22.11.15 - 27.11.15, Seminar 15481

Evaluation in the Crowd: Crowdsourcing and Human-Centred Experiments

Human-centred empirical evaluations play an important role in the fields of HCI, visualization, and graphics in testing the effectiveness of visual representations. The advent of crowdsourcing platforms (such as Amazon Mechanical Turk) has provided a revolutionary methodology to conduct human-centred experiments. Through such platforms, experiments can now collect data from hundreds, even thousands, of participants from a diverse user community over a matter of weeks, greatly increasing the ease with which we can collect data as well as the power and generalizability of experimental results. However, the use of such experimental platforms does not come without its problems: ensuring participant investment in the task, defining experimental controls, collecting qualitative data, and understanding the ethics behind deploying such experiments en masse.
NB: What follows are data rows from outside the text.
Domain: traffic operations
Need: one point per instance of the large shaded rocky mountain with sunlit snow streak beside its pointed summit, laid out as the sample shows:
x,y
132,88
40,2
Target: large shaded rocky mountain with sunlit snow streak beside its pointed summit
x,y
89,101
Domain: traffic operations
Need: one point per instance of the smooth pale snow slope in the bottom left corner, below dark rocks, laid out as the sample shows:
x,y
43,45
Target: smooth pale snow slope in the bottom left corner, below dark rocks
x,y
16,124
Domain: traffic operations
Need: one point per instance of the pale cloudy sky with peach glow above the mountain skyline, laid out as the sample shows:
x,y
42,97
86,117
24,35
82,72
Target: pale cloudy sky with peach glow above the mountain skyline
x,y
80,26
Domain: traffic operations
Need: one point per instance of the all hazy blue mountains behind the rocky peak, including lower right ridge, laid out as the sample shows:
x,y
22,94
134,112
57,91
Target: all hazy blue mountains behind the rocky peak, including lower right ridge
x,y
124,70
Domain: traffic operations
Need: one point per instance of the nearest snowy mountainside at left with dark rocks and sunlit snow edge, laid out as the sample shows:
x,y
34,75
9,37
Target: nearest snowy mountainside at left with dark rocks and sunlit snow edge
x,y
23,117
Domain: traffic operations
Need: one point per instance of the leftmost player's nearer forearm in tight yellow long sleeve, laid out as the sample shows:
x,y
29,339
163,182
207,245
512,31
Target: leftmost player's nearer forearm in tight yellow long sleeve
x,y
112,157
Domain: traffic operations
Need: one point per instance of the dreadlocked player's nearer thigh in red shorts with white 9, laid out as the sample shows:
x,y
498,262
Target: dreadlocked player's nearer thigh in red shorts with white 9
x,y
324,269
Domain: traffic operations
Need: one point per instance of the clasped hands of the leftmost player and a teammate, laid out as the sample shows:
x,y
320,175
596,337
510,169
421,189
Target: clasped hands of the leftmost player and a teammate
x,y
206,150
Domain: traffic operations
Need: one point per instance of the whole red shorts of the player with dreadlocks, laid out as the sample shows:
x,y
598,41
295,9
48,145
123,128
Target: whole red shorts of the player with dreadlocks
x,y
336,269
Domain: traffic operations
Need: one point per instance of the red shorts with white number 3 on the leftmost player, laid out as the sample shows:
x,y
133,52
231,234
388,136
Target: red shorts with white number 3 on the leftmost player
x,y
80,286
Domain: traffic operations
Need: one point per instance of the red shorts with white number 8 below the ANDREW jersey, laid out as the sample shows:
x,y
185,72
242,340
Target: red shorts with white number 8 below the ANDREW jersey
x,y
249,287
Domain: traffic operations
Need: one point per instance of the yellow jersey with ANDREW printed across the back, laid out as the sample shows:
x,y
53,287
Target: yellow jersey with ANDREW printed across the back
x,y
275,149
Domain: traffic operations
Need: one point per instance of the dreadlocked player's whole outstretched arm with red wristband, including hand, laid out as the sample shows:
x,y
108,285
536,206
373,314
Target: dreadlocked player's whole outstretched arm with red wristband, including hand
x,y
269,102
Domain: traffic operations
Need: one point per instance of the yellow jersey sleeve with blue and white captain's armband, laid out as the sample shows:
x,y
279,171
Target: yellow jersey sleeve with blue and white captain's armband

The focus of this Dagstuhl seminar is to discuss experiences and methodological considerations when using crowdsourcing platforms to run human-centred experiments. We aim to bring together researchers in areas that use crowdsourcing to run human-centred experiments and aim to have a high degree of interdisciplinarity. We target members of the human-computer interaction, visualization, psychology, and applied perception research communities as typical users of crowdsourcing platforms. We also wish to engage researchers who develop the technology that makes crowdsourcing possible and researchers who have studied the crowdsourcing community. The following topics will be discussed:

  • Crowdsourcing Platforms vs. The Laboratory. The laboratory setting for human-centred experiments has been employed for decades and has a well understood methodology with known advantages and limitations. Studies performed on crowdsourcing platforms provide new opportunities and new challenges. A cross community discussion over the nature of these technologies as well as their advantages and limitations is needed. When should we use crowdsourcing? More importantly, when should we not?
  • Scientifically Rigorous Methodologies. Understanding the strengths and limitations of a crowdsourcing platform can help us refine our human-centred experimental methodologies. When running between-subjects experiments, what considerations do we need to make when allocating our participant pools that will be compared? Are within-subjects experiments too taxing for crowdsourced participants? How do we effectively collect qualitative information?
  • Crowdsourcing Experiments in Human-Computer Interaction, Visualization, and Applied Perception/Graphics. Each of our fields has unique challenges when designing, deploying, and analysing the results of crowdsourcing evaluation. We are especially interested in the experiences and best practice findings of our communities in regards to these methodologies.
  • Getting to Know the Crowd. Much of this seminar examins the ways that our research communities can use the technology in order to evaluate the software systems and techniques that we design. However, it is important to consider the people that accept and perform the jobs that we post on these platforms. What are they like?
  • Ethics in Experiments. Even though the participants of a crowdsourcing study never walk into the laboratory, ethical considerations behind this new platform need to be discussed. What additional considerations are needed beyond standard ethical procedures when running crowdsourcing experiments? How do we ensure that we are compensating our participants adequately for their work, while considering the nature of microtasks?

The intended output of this seminar is an edited volume of articles that will become a primer text on the use of crowdsourcing in our diverse research communities. We also expect that with the range of researchers invited to this seminar new collaborative and interdisciplinary projects will be fostered.